I'm a bridesmaid in February and have been feeling a bit ashamed of putting on 35 lbs in a year and a bit. So I joined a Diet Bet. I exercised for one day so far and now I feel spent. I think I overdid it on day one.

Why do we feel this intense pressure to look a certain way? Why is it so hard to love our bodies? Why can't I keep up my motivation?

Monday, November 10, 2014

Perfect?

I feel like I've written about this before, but I need to do it again to remind myself.

No one is perfect. Especially not me. But I am trying to be better. I need to know as I binge eat mini chocolate bars sometimes, that we won't always eat the best. I need to know as I lay down on the couch just having woken up, that sometimes, we need lazy tired days. I need to know that I can't always hold my tongue and keep my temper in check. I am trying, but I cannot accomplish these things. And I need to be okay with that. The pressure placed on parents to be perfect these days is immense and overwhelming. We can't be perfect. And attempting perfection is the short way to anxiety street! At least for me.

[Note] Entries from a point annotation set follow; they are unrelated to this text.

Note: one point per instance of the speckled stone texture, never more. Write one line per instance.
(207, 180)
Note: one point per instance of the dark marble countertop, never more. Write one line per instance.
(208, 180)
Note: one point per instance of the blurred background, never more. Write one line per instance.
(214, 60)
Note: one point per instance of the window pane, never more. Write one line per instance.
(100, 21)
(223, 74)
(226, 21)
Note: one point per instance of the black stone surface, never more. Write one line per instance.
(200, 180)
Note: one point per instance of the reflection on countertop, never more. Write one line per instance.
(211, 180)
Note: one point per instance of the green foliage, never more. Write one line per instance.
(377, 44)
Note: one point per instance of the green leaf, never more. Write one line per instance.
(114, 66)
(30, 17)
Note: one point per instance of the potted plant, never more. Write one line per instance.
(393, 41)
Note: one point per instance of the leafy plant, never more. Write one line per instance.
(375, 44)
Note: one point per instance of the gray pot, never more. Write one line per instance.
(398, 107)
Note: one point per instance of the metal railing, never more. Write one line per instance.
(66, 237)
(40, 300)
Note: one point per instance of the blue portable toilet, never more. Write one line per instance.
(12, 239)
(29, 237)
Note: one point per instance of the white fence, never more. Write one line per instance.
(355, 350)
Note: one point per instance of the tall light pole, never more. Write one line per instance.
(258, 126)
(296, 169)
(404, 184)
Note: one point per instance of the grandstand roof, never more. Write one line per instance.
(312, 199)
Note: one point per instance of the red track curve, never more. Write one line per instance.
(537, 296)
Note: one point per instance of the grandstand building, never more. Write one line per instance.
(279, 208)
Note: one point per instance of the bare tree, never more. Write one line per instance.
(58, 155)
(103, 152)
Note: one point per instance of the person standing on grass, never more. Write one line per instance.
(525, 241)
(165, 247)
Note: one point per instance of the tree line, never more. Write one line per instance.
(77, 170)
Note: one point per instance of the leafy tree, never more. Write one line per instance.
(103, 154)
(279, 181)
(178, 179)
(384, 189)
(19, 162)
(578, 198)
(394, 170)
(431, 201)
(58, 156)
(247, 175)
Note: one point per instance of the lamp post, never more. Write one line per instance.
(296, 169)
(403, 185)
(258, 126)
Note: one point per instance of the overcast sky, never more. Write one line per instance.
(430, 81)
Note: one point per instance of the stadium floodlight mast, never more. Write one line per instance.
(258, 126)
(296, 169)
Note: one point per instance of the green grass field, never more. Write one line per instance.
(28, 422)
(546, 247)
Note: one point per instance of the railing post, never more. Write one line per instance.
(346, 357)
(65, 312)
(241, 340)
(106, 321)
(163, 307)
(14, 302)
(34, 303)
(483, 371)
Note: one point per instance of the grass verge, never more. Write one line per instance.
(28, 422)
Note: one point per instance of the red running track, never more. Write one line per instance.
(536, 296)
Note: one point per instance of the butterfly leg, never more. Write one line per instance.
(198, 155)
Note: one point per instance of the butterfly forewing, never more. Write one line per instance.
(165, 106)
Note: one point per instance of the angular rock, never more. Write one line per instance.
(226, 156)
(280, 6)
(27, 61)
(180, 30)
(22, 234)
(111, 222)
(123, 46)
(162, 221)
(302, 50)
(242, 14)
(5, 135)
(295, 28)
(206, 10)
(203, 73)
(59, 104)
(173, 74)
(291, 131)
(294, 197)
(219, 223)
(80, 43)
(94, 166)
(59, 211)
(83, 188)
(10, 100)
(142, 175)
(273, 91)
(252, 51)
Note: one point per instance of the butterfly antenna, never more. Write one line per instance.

I find myself stressed and anxious when I feel like I can't live up to the ideal. Our house isn't very clean, Z watches too much tv, we eat junk food, and we eat out more than we should. We leave dishes in the sink for days and there is always a mess on the couch. The counters are covered in detritus that seems to be forever unsortable.

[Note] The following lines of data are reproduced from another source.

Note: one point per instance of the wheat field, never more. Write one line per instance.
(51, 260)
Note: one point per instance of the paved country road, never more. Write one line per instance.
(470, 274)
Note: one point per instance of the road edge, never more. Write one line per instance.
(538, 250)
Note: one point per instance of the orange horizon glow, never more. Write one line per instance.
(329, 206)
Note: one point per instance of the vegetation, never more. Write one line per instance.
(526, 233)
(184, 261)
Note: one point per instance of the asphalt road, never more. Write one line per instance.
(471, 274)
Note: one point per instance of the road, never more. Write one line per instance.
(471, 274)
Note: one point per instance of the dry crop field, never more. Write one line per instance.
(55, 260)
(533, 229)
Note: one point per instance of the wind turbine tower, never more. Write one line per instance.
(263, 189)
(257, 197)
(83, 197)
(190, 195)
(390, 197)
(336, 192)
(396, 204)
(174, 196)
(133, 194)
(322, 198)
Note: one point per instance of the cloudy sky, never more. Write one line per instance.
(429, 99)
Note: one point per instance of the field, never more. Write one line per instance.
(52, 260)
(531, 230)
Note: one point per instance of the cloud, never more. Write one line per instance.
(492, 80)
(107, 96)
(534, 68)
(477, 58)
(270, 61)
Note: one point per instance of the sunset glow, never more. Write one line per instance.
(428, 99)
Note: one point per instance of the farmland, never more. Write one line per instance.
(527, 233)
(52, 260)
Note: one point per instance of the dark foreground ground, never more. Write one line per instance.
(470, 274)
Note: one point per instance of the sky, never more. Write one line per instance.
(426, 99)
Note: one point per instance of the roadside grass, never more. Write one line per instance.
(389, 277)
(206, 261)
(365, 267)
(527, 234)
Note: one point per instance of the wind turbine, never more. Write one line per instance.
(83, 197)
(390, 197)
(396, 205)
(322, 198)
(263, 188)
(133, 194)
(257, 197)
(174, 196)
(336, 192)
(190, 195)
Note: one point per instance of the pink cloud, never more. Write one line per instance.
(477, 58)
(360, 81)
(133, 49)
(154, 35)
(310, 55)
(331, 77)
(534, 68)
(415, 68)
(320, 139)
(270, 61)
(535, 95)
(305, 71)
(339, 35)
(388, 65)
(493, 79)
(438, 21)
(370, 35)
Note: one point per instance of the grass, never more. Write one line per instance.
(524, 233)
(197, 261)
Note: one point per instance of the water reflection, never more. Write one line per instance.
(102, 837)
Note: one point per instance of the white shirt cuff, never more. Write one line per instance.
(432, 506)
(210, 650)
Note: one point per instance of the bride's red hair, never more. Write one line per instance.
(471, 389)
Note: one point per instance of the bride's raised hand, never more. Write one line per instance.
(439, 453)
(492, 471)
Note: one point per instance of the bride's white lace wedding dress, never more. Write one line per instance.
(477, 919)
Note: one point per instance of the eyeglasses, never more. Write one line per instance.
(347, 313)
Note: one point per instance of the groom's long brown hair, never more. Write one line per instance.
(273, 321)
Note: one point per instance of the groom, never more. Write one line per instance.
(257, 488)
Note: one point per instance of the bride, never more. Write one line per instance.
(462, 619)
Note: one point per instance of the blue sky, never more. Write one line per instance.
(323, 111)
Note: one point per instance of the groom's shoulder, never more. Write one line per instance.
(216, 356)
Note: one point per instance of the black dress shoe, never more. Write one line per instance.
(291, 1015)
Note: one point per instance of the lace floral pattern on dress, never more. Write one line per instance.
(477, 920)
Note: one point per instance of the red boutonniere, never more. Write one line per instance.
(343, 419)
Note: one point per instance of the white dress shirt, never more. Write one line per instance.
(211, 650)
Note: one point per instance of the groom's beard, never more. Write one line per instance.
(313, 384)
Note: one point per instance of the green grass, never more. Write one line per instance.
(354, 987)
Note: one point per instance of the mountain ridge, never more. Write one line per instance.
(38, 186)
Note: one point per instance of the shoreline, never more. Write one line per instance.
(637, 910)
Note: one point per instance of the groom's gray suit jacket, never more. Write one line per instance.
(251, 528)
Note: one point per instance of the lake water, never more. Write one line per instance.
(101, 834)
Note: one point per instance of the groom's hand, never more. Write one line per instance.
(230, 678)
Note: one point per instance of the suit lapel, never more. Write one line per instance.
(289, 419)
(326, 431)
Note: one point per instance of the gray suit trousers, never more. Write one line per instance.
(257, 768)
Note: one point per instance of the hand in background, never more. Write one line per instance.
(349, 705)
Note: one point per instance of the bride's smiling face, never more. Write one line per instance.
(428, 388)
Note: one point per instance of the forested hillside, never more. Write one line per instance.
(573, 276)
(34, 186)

Despite all of this, we have made great strides in keeping the house relatively in order. Now I just need to learn to forgive myself for never being able to attain perfection. My house will never be all the way clean. I will never spend the whole day doing pinterest crafts with my toddler. I will always make meals that are half healthy and half easy. But hopefully, I can learn to be okay with that.